Korean War Memorial (Library of Congress)
Q. How can I find my father’s Korean War service records?
A. Unfortunately, records of Korean War veterans were among those affected by the 1973 fire at the National Archives’ National Personnel Records Center (NPRC) in St. Louis. The blaze destroyed 80 percent of Army records for those discharged Nov. 1, 1912, to Jan. 1, 1960, and 75 percent of Air Force records for those discharged Sept. 25, 1947, to Jan. 1, 1964 (with names alphabetically after Hubbard, James E.).
Veterans’ next of kin or the veterans themselves can order surviving records at Archives.gov. This includes the DD 214, which records a soldier’s discharge and provides basic service details. NPRC staff may be able to supply some information even if your father’s records were destroyed. In addition, check court records where your father lived after his separation from the service, as many veterans registered their discharge at the local courthouse.
A total of 54,246 American military lives were lost in the Korean War. If your father was a casualty of the Korean War, look for him among the National Archives online database series and the state-by-state listings (in PDF format and sorted alphabetically by last name). The American Battle Monuments Commission (ABMC) also includes Korean War missing memorialized at the Honolulu Memorial. The gaps in both the ABMC and National Archives’ numbers are attributable to the 1973 fire. Search for Korean War veterans held as prisoners of war at Archives.gov.

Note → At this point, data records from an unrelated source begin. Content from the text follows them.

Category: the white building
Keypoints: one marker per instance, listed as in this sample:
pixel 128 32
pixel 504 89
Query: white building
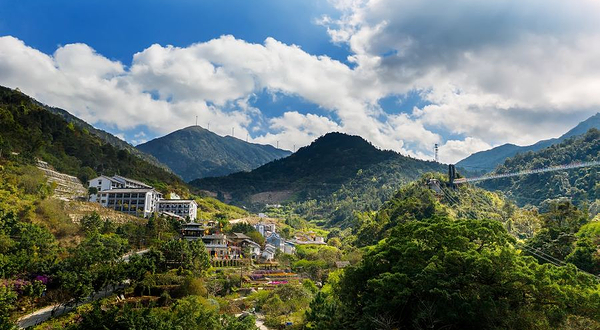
pixel 289 248
pixel 181 207
pixel 265 228
pixel 103 183
pixel 253 247
pixel 130 183
pixel 138 201
pixel 269 252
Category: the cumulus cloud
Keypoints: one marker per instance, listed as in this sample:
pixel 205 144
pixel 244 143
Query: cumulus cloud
pixel 497 70
pixel 489 72
pixel 454 150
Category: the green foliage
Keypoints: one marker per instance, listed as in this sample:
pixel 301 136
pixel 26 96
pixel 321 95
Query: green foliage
pixel 195 152
pixel 285 303
pixel 184 254
pixel 192 312
pixel 91 223
pixel 580 185
pixel 462 274
pixel 557 237
pixel 212 209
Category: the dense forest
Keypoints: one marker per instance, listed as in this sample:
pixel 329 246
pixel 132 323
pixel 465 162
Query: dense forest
pixel 580 185
pixel 328 180
pixel 457 261
pixel 30 131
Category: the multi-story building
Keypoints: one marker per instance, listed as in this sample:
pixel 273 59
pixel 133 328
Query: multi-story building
pixel 265 228
pixel 276 240
pixel 130 183
pixel 216 246
pixel 185 208
pixel 137 201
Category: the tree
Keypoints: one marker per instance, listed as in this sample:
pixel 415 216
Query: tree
pixel 463 274
pixel 91 223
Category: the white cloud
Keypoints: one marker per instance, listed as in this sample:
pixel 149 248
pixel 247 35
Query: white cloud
pixel 490 71
pixel 454 150
pixel 496 70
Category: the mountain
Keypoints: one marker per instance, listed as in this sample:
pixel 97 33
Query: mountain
pixel 29 130
pixel 486 161
pixel 105 136
pixel 329 179
pixel 580 185
pixel 195 152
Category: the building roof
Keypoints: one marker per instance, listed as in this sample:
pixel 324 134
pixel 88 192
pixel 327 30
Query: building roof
pixel 239 236
pixel 104 177
pixel 177 201
pixel 117 177
pixel 214 236
pixel 251 242
pixel 126 190
pixel 171 215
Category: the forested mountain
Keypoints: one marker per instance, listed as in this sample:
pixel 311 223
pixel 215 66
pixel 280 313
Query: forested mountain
pixel 486 161
pixel 32 131
pixel 105 136
pixel 451 261
pixel 195 152
pixel 330 179
pixel 580 184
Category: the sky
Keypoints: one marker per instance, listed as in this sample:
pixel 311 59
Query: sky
pixel 403 74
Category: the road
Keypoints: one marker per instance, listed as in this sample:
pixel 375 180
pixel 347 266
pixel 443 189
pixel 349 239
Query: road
pixel 43 314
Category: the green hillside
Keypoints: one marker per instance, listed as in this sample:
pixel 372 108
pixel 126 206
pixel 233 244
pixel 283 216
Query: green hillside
pixel 460 260
pixel 580 185
pixel 330 179
pixel 488 160
pixel 29 131
pixel 195 152
pixel 107 137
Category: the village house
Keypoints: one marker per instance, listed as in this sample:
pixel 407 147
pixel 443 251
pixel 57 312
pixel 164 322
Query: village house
pixel 265 228
pixel 269 252
pixel 192 230
pixel 216 246
pixel 185 208
pixel 138 201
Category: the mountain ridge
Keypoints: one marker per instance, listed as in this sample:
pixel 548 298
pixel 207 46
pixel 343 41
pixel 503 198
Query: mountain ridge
pixel 579 185
pixel 488 160
pixel 195 152
pixel 329 179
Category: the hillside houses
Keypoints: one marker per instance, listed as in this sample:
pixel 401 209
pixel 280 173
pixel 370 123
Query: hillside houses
pixel 137 198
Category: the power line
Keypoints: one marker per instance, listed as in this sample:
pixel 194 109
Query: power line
pixel 527 172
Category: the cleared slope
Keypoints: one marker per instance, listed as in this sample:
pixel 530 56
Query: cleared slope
pixel 578 184
pixel 195 152
pixel 488 160
pixel 330 179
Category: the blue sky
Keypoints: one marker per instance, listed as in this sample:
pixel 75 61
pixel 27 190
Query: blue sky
pixel 118 29
pixel 404 74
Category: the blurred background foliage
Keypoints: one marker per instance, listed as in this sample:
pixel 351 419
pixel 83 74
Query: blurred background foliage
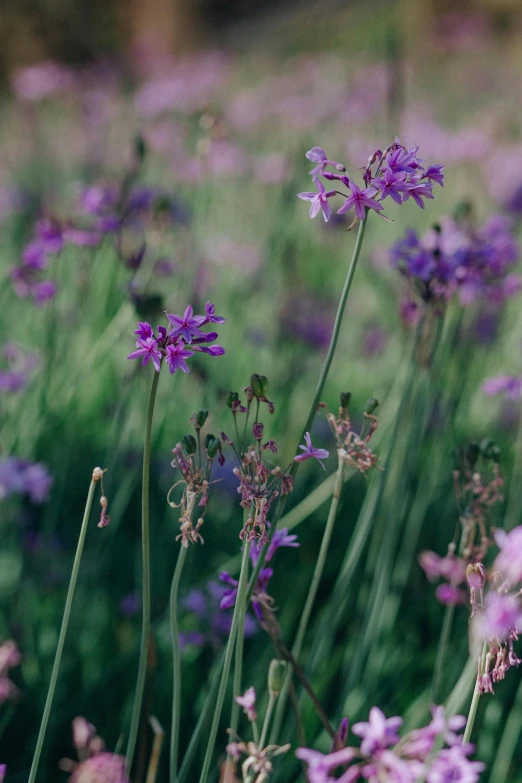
pixel 227 97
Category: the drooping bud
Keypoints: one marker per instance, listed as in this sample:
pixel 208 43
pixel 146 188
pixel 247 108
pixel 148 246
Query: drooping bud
pixel 231 398
pixel 189 444
pixel 212 444
pixel 199 419
pixel 476 575
pixel 276 676
pixel 471 454
pixel 339 738
pixel 371 406
pixel 345 398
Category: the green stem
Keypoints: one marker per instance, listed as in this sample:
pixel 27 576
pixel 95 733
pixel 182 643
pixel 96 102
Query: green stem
pixel 475 700
pixel 204 716
pixel 318 391
pixel 176 665
pixel 335 333
pixel 238 671
pixel 240 597
pixel 268 716
pixel 63 632
pixel 145 544
pixel 310 599
pixel 441 653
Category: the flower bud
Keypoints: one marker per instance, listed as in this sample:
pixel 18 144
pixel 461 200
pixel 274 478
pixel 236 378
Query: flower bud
pixel 476 575
pixel 189 444
pixel 231 398
pixel 276 676
pixel 212 444
pixel 371 406
pixel 345 398
pixel 199 419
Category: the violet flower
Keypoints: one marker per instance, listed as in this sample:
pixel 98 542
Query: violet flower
pixel 319 201
pixel 310 452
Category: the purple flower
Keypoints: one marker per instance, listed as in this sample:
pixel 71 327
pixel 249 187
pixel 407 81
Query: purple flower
pixel 434 174
pixel 452 765
pixel 361 199
pixel 211 317
pixel 392 183
pixel 379 733
pixel 144 330
pixel 502 615
pixel 509 385
pixel 319 201
pixel 509 560
pixel 309 451
pixel 248 702
pixel 186 326
pixel 417 190
pixel 175 356
pixel 320 765
pixel 148 350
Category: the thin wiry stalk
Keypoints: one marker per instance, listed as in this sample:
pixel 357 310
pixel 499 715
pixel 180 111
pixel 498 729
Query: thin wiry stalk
pixel 63 632
pixel 145 543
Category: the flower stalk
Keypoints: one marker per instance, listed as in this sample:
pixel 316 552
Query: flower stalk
pixel 145 543
pixel 176 665
pixel 97 473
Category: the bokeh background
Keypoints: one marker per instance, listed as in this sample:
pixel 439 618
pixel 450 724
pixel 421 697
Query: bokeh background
pixel 204 112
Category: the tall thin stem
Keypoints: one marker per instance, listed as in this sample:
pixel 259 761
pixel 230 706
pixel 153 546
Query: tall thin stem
pixel 176 665
pixel 238 670
pixel 145 546
pixel 318 391
pixel 336 329
pixel 240 597
pixel 310 599
pixel 63 631
pixel 475 700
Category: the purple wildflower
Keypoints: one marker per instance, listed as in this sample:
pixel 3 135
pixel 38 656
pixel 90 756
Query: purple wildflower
pixel 418 190
pixel 391 183
pixel 451 764
pixel 186 326
pixel 148 349
pixel 361 199
pixel 379 733
pixel 309 451
pixel 175 356
pixel 319 201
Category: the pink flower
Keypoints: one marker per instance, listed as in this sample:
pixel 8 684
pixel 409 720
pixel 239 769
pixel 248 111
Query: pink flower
pixel 248 702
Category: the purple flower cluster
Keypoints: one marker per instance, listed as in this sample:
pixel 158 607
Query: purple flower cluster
pixel 9 658
pixel 170 343
pixel 204 622
pixel 18 476
pixel 382 755
pixel 397 172
pixel 262 603
pixel 475 263
pixel 20 365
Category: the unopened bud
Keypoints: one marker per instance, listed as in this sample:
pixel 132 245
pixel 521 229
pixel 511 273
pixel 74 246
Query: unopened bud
pixel 231 398
pixel 345 398
pixel 212 444
pixel 276 676
pixel 189 444
pixel 476 575
pixel 371 406
pixel 199 419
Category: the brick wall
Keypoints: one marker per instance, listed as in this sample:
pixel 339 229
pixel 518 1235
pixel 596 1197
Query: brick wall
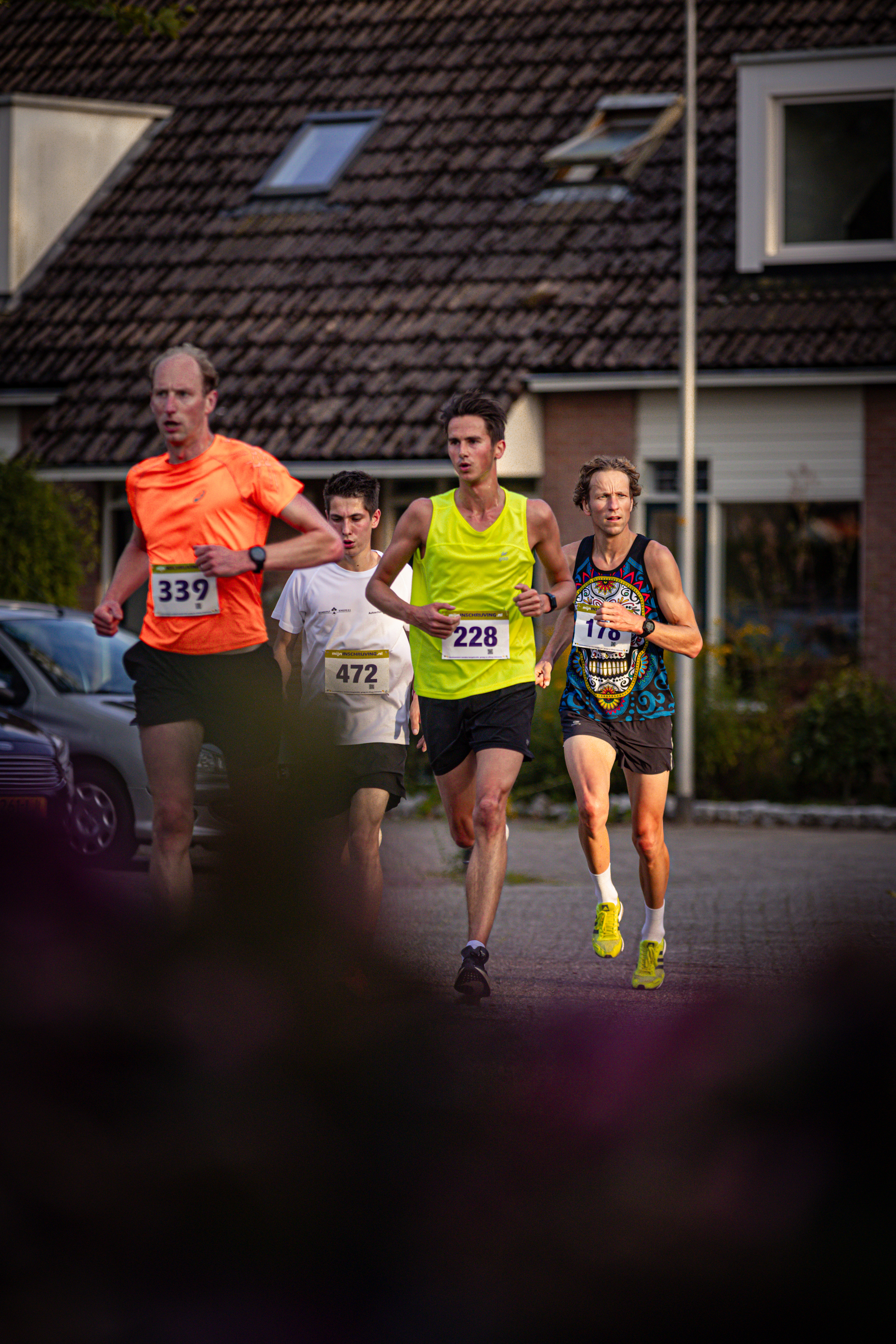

Order draft records, which weren’t destroyed in the fire, from the NPRC; see the Selective Service records page for instructions. Note that surviving military records are considered archival and are opened to the public 62 years after the person’s separation from the military. This means service records with a discharge date of 1955 or prior are archival and available to the public, not just immediate relatives. NARA lists links to other Korean War resources online.